No existe nada más egoísta que el corporativismo, que es una forma de nacionalismo difuso cuya falsa patria es el oficio, ese entretenimiento que unos tienen para cobrar todos los meses y otros necesitamos ejercer --a duras penas-- para sobrevivir. Decía G.K. Chesterton, al que como escritor católico deberíamos hacer más caso, que en determinadas sociedades la cirugía y la tortura apenas se distinguen por una leve diferencia de grado. Lo mismo sucede en esta legislatura incierta, la primera del unipartidismo bifronte: para unos decidir si los empleados públicos, a los que deseamos todos los parabienes de los que nosotros carecemos, deben ganar más o no es una cuestión de Estado; para otros, el asunto resulta absolutamente demencial.

En un país donde los mileuristas se han convertido de repente en millonarios y el paro, además de una desgracia permanente, es la primera industria patriótica, nuestros próceres discuten un hipotético incremento salarial para los empleados públicos del 1%. Habrá a quien le parezca una cantidad bastante discreta, pero hay que tener en cuenta que la trascendencia de la cifra no depende de su porcentaje, sino del hecho --milagroso en los tiempos que corren-- de que todavía exista base salarial sobre la que poder calcularlo: los funcionarios son los únicos privilegiados que tienen garantizado en España un sueldo vitalicio. Para todos los demás la subsistencia se ha convertido en un asunto incierto o directamente imposible.

A los sindicatos esta subida salarial les parece insuficiente. Alegan que no han recuperado las extras que Zapatero les quitó en 2010 y creen que no deben trabajar más de 35 horas. No les negamos el derecho a reclamar imposibles, pero sí el sentido de la oportunidad. Cualquiera con un mínimo sentido de la realidad (pedestre) se asombraría de sus demandas y, sobre todo, ante la anomalía de que los grupos políticos estén discutiendo la viabilidad de los presupuestos en función de semejante cuestión. El Gobierno de Rajoy, investido por los socialistas, ha esquilmado hace menos de un mes el fondo de las pensiones para pagarles la nómina extraordinaria de Navidad. Una decisión que, sumada a otras anteriores, y a la gestión de la crisis, demuestra que para nuestros dirigentes tener satisfechos a los empleados públicos --incluidos los que abrevan en las infinitas empresas instrumentales-- es más importante que los jubilados o socorrer --con sus propias cotizaciones, por supuesto-- a los parados.

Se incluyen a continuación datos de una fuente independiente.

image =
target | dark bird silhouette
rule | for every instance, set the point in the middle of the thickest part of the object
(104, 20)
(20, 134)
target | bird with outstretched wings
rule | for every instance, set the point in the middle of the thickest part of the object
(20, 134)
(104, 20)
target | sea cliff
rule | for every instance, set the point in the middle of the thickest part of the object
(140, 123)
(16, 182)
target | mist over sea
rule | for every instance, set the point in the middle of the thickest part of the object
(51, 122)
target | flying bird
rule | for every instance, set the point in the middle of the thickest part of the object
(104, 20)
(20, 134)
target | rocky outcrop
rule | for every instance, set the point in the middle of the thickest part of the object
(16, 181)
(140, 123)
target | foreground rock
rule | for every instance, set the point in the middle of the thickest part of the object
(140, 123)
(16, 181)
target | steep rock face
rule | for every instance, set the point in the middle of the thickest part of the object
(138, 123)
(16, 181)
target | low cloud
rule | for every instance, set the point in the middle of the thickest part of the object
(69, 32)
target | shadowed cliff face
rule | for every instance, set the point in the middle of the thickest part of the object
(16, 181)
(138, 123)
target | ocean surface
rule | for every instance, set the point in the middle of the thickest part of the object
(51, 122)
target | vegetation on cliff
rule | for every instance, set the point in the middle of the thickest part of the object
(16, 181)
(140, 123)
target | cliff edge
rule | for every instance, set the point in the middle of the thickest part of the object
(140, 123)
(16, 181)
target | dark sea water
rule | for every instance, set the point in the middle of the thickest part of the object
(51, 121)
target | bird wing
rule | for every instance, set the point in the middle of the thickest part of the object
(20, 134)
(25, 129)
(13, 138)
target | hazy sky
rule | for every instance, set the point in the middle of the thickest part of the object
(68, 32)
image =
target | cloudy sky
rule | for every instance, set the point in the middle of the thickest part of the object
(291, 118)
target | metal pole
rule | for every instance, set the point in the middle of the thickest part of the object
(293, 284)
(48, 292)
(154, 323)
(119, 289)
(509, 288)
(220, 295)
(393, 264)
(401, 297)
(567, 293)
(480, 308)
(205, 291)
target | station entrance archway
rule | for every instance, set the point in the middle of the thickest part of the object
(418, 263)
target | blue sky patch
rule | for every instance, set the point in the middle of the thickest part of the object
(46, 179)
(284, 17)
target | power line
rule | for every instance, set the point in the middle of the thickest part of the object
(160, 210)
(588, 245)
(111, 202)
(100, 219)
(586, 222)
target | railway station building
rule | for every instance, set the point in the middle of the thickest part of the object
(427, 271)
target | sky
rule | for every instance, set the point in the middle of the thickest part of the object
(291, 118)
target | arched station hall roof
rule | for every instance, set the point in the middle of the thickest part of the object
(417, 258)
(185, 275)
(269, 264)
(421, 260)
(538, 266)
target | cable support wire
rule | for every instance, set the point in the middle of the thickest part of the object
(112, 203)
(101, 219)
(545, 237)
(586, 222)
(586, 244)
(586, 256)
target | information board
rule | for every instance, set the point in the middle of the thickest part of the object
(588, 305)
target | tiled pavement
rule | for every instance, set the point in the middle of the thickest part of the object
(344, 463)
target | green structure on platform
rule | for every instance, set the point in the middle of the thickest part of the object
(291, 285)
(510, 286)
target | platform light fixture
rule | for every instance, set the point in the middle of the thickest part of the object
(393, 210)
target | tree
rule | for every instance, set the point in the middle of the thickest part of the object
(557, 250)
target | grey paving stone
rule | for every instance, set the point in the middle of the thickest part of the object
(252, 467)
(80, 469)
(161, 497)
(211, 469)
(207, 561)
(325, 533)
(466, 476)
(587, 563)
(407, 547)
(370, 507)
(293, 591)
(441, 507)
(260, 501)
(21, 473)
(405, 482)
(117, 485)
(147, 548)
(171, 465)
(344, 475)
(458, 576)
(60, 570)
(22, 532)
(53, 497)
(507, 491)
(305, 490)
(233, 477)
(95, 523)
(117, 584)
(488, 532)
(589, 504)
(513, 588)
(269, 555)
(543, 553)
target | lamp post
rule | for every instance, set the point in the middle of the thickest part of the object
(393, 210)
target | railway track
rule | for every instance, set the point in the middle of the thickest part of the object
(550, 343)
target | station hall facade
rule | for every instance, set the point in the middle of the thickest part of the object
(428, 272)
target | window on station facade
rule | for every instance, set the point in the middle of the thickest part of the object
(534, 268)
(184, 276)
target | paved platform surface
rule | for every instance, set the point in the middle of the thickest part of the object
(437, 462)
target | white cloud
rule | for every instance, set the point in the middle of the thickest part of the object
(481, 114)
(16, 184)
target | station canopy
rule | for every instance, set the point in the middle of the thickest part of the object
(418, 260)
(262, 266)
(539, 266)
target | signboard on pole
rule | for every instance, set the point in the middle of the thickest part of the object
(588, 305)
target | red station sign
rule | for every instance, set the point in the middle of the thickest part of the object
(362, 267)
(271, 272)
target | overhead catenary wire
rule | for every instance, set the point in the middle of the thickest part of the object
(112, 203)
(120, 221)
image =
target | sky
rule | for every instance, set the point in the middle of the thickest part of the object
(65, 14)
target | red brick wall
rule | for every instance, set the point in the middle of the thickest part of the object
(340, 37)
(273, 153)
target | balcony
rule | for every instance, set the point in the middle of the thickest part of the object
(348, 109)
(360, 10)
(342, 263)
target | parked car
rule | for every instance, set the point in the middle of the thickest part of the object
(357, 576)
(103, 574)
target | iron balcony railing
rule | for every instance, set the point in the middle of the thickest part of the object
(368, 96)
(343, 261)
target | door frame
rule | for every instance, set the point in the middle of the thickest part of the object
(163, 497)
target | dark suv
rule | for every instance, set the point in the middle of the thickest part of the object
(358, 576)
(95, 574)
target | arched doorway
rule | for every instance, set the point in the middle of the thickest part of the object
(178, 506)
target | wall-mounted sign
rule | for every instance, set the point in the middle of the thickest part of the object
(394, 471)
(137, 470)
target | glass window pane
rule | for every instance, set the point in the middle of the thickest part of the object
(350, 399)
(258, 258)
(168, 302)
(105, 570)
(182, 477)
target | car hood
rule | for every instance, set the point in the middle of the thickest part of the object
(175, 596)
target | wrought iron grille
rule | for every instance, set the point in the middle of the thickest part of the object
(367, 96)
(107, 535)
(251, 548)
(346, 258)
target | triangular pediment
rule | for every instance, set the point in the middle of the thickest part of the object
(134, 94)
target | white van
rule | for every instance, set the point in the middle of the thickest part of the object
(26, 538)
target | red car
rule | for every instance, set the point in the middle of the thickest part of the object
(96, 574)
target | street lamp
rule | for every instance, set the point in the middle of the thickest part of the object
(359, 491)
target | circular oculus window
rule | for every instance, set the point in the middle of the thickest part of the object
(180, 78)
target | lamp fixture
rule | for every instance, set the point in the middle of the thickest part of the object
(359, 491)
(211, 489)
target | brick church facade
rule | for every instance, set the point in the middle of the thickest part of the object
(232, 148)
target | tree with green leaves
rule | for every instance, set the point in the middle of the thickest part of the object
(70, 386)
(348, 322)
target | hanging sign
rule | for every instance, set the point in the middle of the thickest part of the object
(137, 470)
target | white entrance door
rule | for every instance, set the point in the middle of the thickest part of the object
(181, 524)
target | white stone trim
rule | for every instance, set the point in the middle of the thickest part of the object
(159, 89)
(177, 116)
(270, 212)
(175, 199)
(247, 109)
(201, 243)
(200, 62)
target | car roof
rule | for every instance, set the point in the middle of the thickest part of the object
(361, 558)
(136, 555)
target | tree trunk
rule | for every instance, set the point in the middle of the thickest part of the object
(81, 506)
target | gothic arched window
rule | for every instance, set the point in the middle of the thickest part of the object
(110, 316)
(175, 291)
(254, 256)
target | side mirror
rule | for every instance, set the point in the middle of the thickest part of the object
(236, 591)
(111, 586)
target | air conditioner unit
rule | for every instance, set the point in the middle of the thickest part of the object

Los funcionarios son los únicos privilegiados que tienen garantizado en España un sueldo vitalicio. Para todos los demás la subsistencia se ha convertido en un asunto incierto o directamente imposible

La desigualdad laboral nos ha convertido en un país inviable. Tenemos profesionales que no pueden vivir de su trabajo mientras quienes están en la nómina de las administraciones habitan en una galaxia aparte, segura, con sexenios, cobertura sanitaria privada y concursos restringidos de méritos. Los funcionarios suelen decir que en España existen menos empleados públicos que en otros países europeos. Puede ser, pero lo cierto es que los nuestros están aristocráticamente pagados: los sueldos de los tres millones de empleados públicos suponen el 11% del PIB. Cuestan más que toda la administración alemana y están por encima de la media europea. Nuestro admirado Roberto Arlt decía que para alcanzar el paraíso de la jubilación como empleado público hacen falta paciencia, hambre e inutilidad. Los empleados públicos carecen de las dos primeras exigencias. Y, tras cuatro décadas de democracia, la tercera sigue sin evaluar. Baroja, que ejerció como médico rural, era todavía más pesimista: “En los países latinos la función pública se ha establecido para vejar al público”.

Los funcionarios se defienden diciendo que sus prerrogativas obedecen al mérito de aprobar una oposición, como si ésta fuera una gesta permanente y equiparable a lograr un título de nobleza. Pueden elegir entre la sanidad pública y la privada según les convenga, cosa que no se tolera a nadie más. Cobran llueva o truene. No pueden ser despedidos. Y algunos, como los maestros, disfrutan de dos meses de vacaciones y, según el informe PISA, son los mejor pagados de la OCDE en términos absolutos. Todo esto lo pagamos entre todos. En unos casos, para mejorar nuestra vida. Cierto. Pero, en otros, que son los más, simplemente por ese castigo que se llama burocracia política. Probablemente se salgan con la suya. Sólo les pedimos que, cuando les suban el sueldo, no nos cuenten --como los nacionalistas-- que son víctimas. Ya que pagamos todos, tenemos derecho a contar la verdad de su tragedia salarial.